Coaching has never been a grand dream for Braatz-Voisard though. It’s something she just kind of fell into.

“I wanted to be a pro athlete, and that’s what I was,” Braatz-Voisard said, “but then when I was done with that I was like, ‘Now what do I do?’ It was really just what I knew, what I was passionate about, so that’s why I kind of started on that path.”

She started coaching because that was what she knew how to do, “but really it was my heart for the kids,” she said that kept her in it. They motivate her, especially when she has struggled to support her family as a single mother. Both her family and faith have dictated the trajectory of her career.

The impact that she has on her players is her biggest motivator to continue coaching even when she’s faced struggles as a single mother. (Photo: Sarah Farrell/AZPreps365)

Braatz-Voisard is a mother of two. Her daughter Madison is 20, and her son Franklin is 16. Franklin was born when Braatz-Voisard was coaching softball at Samford University with her ex-husband. Pretty early on, she realized that Franklin wasn’t like other kids – he had autism

She always knew that being a mother was important to her, so taking care of her son and supporting her family became her biggest priority.

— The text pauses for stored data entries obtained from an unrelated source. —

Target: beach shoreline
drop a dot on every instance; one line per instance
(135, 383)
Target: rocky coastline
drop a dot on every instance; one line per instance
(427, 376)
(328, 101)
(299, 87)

“I really just wanted to be a mom, and take care of my kids,” Braatz-Voisard said. “I didn’t have all of this drive and ambition to be this top D-I college coach. I just didn’t have aspirations for some big career.”

She moved to the Valley, and worked to continue coaching. She coached club softball for a few years and held softball clinics around Arizona.

Early on, she helped coach the Arizona Thundercats – a club softball program in Tucson. She would drive down once a week and run a four-hour practice for the outfielders. But after about a year, the travel was too much for her to balance while trying to support her family.

Instead, she started club softball teams under the Arizona Thundercats in Phoenix.

At one point, she was invited to live with a family in McCormick Ranch for a couple of years. “They said, ‘Oh God just put it on our heart and we want to bless you, and see if you want to live in our house,’” Braatz-Voisard recalled.

They had a big five-bedroom house that they were looking to tear down to build their dream house, but for the time being it was the perfect space for Braatz-Voisard and her family. “She would be like, ‘Oh don’t worry about it. If Franklin puts holes in the walls don’t worry about. We’re going to tear it down anyways.’”

The house was on an acre lot, so Braatz-Voisard put a batting cage in the back and was able to work from home and continue giving lessons. “I was really able to give more to my son,” she said, “because I didn’t have to worry about the money.”

To this day, she counts it as one of the biggest blessings she’s received in her life.

It was an experience that really humbled her, and taught her how to receive. “It was really hard at first because I was always, ‘What do I have to do for this? I have to work for it. I have to earn it.’ As an athlete, that’s such your mindset,” Braatz-Voisard said.

Fast-forward to the present day, and Braatz-Voisard has been the head coach of the Saints for almost a full season. The private Catholic school has been a great fit for her. At Notre Dame, she’s been able to coach and live out her faith every day.

Braatz-Voisard brings decades of experience as both a coach and player to the Saints this year. Her players have taken every advantage to learn from her. (Photo: Sarah Farrell/AZPreps365)

After only a few months, her impact has definitely been felt on the team.

“She’s very proud in her faith,” freshman infielder Elle Aister, “and it wears off on the team. I’ve grown [spiritually] in that sense, and she’s also given me so many good tips and taught me so well this season that I can tell I’ve improved.”

Braatz-Voisard and the Saints finish the season with a game at Maricopa on Monday,  and an away-and-home series with region opponent Cactus Shadows on Tuesday and Wednesday.